24 October 2021

Why Non-Compete Agreements Suck

Cory Doctorow relates a tale from the early days of Silicon Valley to illustrate just how dysfunctional non-competes are.

California bans non-competes, so when the increasingly erratic and increasingly incompetent William Shockley drove engineers out of his company, and they went on to found Fairchild Semiconductor, where they invented the silicon transistor.  (Shockley stuck with Germanium)

Note that non-competes are separate from trade secrets, and it explains why Silicon Valley is not Germanium Valley:

In 1956, the Nobel prize in physics went to William Shockley, John Bardeen and Walter Brattain for their work on silicon transistors.

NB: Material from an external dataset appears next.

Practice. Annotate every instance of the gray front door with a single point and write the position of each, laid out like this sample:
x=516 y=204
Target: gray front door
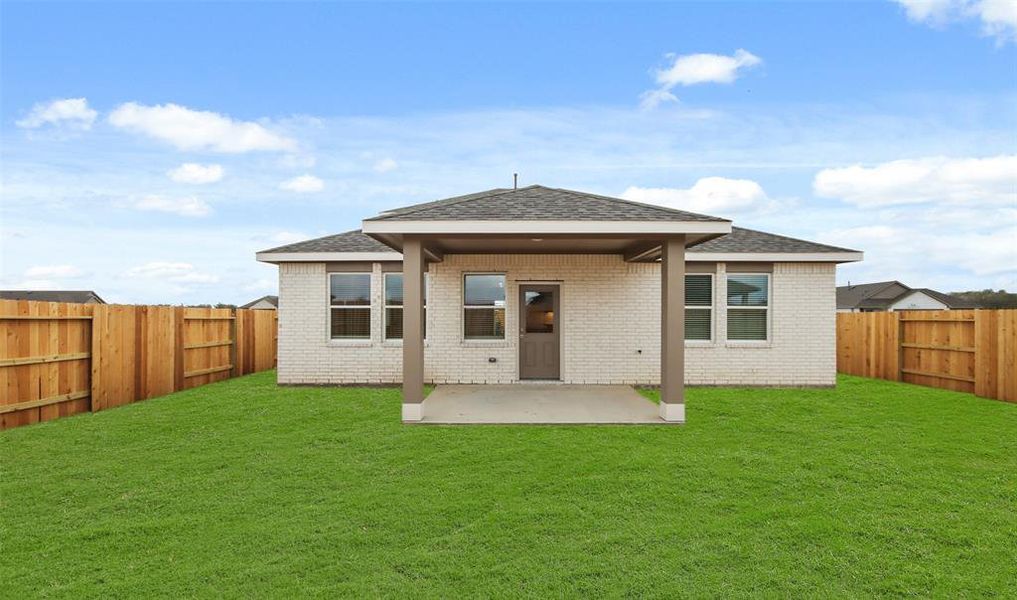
x=539 y=335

Shockley, a Bell Labs alum, had already gone to work commercializing this invention, moving from New Jersey to Mountain View, California and founding Shockley Semiconductors, the first “silicon” company in Silicon Valley. In an important sense, Shockley invented Silicon Valley.

He was a terrible person.

After the Nobel, Shockley turned brooding and paranoid. He installed wiretaps to spy on his engineers and family members and administered polygraph tests to employees.

He lost interest in semiconductors and threw himself into eugenics and the extermination of “inferior” people. He offered cash bounties to Black women who underwent sterlizing surgeries. He toured the US, debating biologists to prove that the human race needed to be purified through “race science” to preserve and refine the superior genes of the very best white people.

All of this would have posed a significant barrier to inventing the commercial silicon transistor, of course. But even without the racism and paranoia, Shockley was a genuinely terrible manager. He was prone to starting and then halting projects, switching up the corporate priorities based on his whims without regard to the work that his employees had put into work that he was scrapping or de-emphasizing.

Within a year of the company’s founding, eight of its top engineers had had enough. They quit Shockley Semi and founded their own rival, Fairchild Semiconductor. Less than a year after that, Fairchild launched its first silicon transistor, the 2N696, dooming the
germanium transistor to the scrapheap of history. Silicon Valley was finally making silicon.

As you might imagine, Shockley wasn’t pleased about this. He was, in fact, furious. He branded the engineers who started Fairchild “The Traitorous Eight.” He railed against them to his dying day.

But that was all he could do, really. You see, none of Shockley’s employees were bound by a noncompete agreement. In fact, no worker in California was bound by such an agreement, because California prohibits noncompetes. They are unenforceable in the whole state.

Noncompete agreements are all about keeping employees in serfdom, not about protecting trade secrets.